Domany's approach is a sophisticated data mining method that uses concepts from physics, mathematics and statistics to find patterns and hidden subtle relationships in heaps of data. To understand the challenge, imagine being in a large stadium filled with football fans. The vast majority of them are screaming at random, but about a dozen are singing a particular song in unison. How do you pick out the tune from the noise produced by thousands of screamers? The general idea is to identify the singing fans, put them in one stand and point a microphone at them, so that you can listen only to their song and not to the background racket.
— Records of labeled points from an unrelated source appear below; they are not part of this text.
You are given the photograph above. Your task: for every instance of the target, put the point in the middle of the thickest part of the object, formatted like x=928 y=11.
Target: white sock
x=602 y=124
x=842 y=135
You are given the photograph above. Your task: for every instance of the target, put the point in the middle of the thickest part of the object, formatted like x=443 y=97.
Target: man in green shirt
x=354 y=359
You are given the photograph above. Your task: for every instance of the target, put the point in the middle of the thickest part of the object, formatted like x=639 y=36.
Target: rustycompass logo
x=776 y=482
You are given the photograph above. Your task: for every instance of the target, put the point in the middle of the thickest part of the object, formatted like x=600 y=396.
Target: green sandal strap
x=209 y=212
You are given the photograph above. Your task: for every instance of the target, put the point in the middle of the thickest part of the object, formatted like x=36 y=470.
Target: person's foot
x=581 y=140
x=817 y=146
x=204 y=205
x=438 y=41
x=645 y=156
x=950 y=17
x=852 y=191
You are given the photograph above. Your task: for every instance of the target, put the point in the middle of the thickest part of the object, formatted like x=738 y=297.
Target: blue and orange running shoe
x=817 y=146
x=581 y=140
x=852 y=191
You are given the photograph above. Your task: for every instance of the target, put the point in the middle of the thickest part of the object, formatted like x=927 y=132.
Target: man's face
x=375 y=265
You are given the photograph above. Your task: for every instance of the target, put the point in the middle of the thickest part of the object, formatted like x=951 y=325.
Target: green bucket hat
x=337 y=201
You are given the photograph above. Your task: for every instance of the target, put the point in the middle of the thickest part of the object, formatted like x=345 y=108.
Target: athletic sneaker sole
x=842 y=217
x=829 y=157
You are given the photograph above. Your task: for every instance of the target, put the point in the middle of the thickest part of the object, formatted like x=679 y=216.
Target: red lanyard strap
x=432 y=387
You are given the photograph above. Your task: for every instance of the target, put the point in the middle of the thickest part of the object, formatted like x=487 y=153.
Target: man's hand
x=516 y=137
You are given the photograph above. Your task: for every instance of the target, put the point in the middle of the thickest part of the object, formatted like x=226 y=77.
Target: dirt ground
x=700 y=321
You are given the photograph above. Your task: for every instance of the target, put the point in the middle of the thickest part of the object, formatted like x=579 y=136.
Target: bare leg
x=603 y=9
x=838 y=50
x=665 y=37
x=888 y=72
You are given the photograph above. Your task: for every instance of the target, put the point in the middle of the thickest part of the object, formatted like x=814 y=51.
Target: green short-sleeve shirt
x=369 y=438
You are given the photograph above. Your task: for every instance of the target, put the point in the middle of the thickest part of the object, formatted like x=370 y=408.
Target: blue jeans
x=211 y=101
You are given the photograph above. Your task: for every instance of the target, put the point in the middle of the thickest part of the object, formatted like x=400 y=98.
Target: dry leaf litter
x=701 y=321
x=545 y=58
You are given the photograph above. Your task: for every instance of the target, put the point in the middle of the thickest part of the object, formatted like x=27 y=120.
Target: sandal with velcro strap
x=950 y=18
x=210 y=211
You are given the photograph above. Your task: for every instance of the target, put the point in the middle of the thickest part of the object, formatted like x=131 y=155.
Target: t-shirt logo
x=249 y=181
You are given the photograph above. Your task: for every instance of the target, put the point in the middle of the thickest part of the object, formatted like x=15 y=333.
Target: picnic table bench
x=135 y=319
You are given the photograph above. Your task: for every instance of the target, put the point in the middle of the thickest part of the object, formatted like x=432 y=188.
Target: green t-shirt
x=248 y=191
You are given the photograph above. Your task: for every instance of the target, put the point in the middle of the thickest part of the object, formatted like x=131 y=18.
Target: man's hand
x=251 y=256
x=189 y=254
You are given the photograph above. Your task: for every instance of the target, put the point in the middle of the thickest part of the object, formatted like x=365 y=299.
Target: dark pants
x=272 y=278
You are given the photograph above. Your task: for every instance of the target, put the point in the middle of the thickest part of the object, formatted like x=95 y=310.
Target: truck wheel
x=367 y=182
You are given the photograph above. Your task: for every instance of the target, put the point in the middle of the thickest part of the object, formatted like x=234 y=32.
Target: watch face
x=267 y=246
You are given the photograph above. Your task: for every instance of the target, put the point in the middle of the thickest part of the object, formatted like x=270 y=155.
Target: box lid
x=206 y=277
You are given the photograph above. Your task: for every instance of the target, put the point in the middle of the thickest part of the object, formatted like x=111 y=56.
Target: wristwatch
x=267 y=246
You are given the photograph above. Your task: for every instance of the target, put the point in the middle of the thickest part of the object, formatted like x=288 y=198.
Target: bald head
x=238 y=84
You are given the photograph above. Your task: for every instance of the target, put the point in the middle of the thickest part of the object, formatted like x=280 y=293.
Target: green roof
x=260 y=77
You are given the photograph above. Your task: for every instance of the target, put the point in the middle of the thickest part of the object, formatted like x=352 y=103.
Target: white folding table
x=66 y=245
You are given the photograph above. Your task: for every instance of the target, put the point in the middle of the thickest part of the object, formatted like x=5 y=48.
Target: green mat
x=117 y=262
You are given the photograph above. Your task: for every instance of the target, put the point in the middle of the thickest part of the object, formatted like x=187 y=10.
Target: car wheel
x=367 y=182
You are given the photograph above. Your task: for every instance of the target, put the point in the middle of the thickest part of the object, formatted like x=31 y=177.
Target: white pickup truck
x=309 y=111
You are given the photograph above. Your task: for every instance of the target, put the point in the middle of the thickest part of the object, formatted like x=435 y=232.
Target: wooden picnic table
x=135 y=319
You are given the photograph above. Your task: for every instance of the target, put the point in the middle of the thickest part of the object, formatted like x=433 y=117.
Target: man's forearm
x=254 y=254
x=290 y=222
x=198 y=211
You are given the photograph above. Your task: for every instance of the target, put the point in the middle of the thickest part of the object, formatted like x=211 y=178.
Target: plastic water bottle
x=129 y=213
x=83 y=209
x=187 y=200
Much in the same manner, Domany's method helps scientists scan thousands of genes with the help of DNA chips and zero in on the handful that work together to perform a particular task in cancer.

 

Examples of projects in which the method is applied to cancer include: searching for genes that trigger certain types of leukemia; identifying breast cancer patients who need more aggressive therapy; clarifying the genetic characteristics of breast and prostate cancers that produce metastases after a short time; establishing whether some cases of childhood leukemia may have viral origins; and determining whether primary and recurrent brain tumors that look the same in a biopsy have similar genetic features. Some of the projects involve collaboration with numerous hospitals and universities around the world. For example, in a large-scale study funded by the U.S. National Institutes of Health, Domany is collaborating with physicians and scientists from Cornell University, University of Medicine and Dentistry of New Jersey, Memorial Sloan-Kettering Cancer Center, Princeton University, Rockefeller University and the Institute for Advanced Study to define the genetic profile of colon cancer in its different stages.

 

These studies promise to speed up the advent of personalized medicine, in which cancer therapy will no longer be a one-size-fits-all affair; rather, in each case, the treatment will be tailored to the patient's genetic profile and to the genes involved in that particular type of cancer.